Sur le papier (glacé) du catalogue Corvette, le cocktail a de quoi séduire. De la puissance, du couple, un poids contenu et un prix attractif pour un coupé avec toit amovible (celui se range dans le coffre, par ailleurs spacieux, aucun problème pour y mettre à plat 2 grandes valises ou les inévitables sacs de golf). La bonne affaire du moment ?
La Corvette
C6 est la sixième génération d’un modèle né en 1953 (C1), soit une bonne
décennie avant le lancement de la Porsche 911.
A chacun ses traditions, ici la recette est un V8 culbuté en position centrale
avant et une carrosserie en polymère. La C2 donna une orientation plus sportive
avec sa glace arrière en deux parties. La C3 sera maintenue au catalogue
presque 20 ans, avec la période « muscle cars » (le moteur L88 de
427cu, puis même un 454cu en 1970) puis les chocs pétroliers des années 1970
(1973, guerre du Kippour; 1979, révolution iranienne) qui enverront les prix à
la pompe à des sommets, et les motorisations des Corvettes dans les limbes de l’ennui.
La C4 prendra le relais en 1984, disponible depuis 1990 en version ZR1 de
405ch. La C5 suivra en 1997 avec le moteur LT1 développant 350ch. General
Motors s’est ainsi offert le luxe (ou l’erreur) de cycles de produits extrêmement
longs. Malgré cela, le succès commercial, aux Etats-Unis, n’a jamais été
démenti.
Le style Corvette a significativement évolué depuis la version C5. Porte-à-faux contenus, lignes plus incisives, la voiture a gagné en caractère et parait plus courte, plus contenue. Les jantes à arêtes vives et la découpe dans le flanc des portes sont assez réussies.

A l’intérieur, des progrès mais pas de miracles. Le cuir est de bonne qualité mais les plastiques de la planche de bord et de la console centrale sont de facture très moyenne, il doit être possible de faire mieux sans nécessairement augmenter les coûts.
L’équipement sur
cet exemplaire doté du « Luxury pack » est pléthorique, avec une
kyrielle de fonctions disponibles sur l’ordinateur de bord et le très utile
heads-up display (affichage à tête haute) qui affiche vitesse, régime ou même
indications de navigation dans le champ de vision. Détail ergonomique un peu
irritant les branches « tombantes » du volant mettent le commodo de
clignotant quasiment hors de portée. Même avec le Luxury Pack, le volant n’est
réglable qu’en profondeur, mais la position de conduite est néanmoins satisfaisante.
Autre curiosité, les poignées d’ouverture de porte ont disparu, tant à l’intérieur qu’à l’extérieur, pour être remplacés par des boutons : panne électrique ou batterie défectueuse à éviter à tout prix. Autre curiosité, un dong dong dong très américain sonne moteur arrêté tant que la marche arrière n’est pas engagée.

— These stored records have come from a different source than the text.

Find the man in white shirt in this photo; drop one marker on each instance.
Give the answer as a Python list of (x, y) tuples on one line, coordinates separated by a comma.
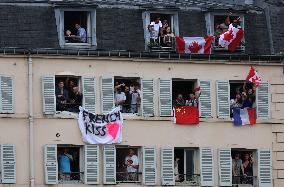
[(132, 164)]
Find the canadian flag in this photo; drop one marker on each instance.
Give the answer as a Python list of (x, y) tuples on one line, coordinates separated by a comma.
[(231, 38), (197, 45), (253, 77)]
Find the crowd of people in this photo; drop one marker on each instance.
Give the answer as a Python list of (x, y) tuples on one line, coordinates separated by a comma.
[(161, 33), (127, 96), (244, 97), (68, 98), (242, 168)]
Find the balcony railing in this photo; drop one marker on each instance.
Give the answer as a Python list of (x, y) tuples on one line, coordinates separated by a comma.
[(187, 179)]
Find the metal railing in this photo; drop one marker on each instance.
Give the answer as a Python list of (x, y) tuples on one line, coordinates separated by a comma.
[(187, 179), (128, 177)]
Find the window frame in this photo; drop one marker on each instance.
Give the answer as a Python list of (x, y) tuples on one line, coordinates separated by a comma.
[(91, 28)]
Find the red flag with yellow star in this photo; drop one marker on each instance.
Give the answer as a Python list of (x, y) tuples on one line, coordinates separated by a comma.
[(186, 115)]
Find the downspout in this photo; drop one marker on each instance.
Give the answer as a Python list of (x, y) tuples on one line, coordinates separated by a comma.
[(31, 121)]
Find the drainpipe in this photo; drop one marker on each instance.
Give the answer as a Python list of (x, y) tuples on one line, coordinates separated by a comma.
[(31, 121)]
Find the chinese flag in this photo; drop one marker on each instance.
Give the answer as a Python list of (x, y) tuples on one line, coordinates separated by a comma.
[(186, 115)]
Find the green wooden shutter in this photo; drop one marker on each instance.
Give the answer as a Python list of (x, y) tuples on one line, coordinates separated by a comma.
[(8, 164), (7, 97), (107, 94), (48, 93), (91, 164), (225, 167), (206, 166), (223, 99), (205, 108), (50, 164), (265, 168), (109, 164), (165, 97), (167, 166), (262, 105), (89, 96), (149, 166)]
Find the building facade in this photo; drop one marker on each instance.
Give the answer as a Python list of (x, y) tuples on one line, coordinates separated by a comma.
[(35, 132)]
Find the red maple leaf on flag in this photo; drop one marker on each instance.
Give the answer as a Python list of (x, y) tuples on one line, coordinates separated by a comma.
[(194, 47), (228, 36)]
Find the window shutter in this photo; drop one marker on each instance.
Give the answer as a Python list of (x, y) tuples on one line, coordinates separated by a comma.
[(8, 164), (262, 107), (89, 96), (109, 164), (265, 168), (223, 99), (48, 92), (205, 99), (166, 97), (149, 166), (167, 166), (7, 99), (225, 167), (50, 164), (206, 166), (107, 94), (148, 97), (91, 164)]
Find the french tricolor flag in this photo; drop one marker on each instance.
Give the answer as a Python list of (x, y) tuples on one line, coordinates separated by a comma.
[(246, 116)]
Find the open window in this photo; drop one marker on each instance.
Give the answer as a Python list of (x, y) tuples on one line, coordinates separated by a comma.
[(68, 93), (160, 27), (76, 28), (186, 166), (128, 165), (128, 94)]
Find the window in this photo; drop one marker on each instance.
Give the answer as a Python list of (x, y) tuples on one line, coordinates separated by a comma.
[(243, 167), (185, 166), (127, 94), (76, 27), (183, 92), (69, 159), (68, 93), (128, 165), (217, 23), (160, 29)]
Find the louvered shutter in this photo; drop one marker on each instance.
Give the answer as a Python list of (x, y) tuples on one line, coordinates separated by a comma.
[(50, 164), (149, 166), (165, 97), (262, 106), (91, 164), (7, 99), (109, 164), (8, 164), (225, 167), (265, 168), (107, 94), (205, 99), (223, 99), (206, 166), (89, 96), (167, 166), (48, 92), (148, 97)]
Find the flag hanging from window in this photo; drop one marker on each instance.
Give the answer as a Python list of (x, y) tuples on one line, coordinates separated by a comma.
[(253, 77), (231, 38), (194, 45), (246, 116), (186, 115)]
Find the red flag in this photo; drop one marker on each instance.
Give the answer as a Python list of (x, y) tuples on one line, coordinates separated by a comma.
[(186, 115), (253, 77)]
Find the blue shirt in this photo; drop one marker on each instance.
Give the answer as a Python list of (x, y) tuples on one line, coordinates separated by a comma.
[(64, 164), (81, 33)]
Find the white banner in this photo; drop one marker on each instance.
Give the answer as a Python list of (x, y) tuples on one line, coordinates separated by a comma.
[(100, 128)]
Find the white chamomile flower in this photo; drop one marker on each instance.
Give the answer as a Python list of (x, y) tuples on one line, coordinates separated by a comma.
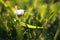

La sixième est longue comme un hiver finlandais : à 120 km/h le moteur ronronne à 1700 t/min, ce qui nous donnerait une vitesse de pointe théorique de 458 km/h à la limite de la zone rouge (la fiche constructeur annonce 300 tout rond). Surmultipliée de toute évidence pour faire baisser la consommation sur long trajet, il ne faudra pas s’attendre à des reprises foudroyantes à si bas régime avec une démultiplication pareille.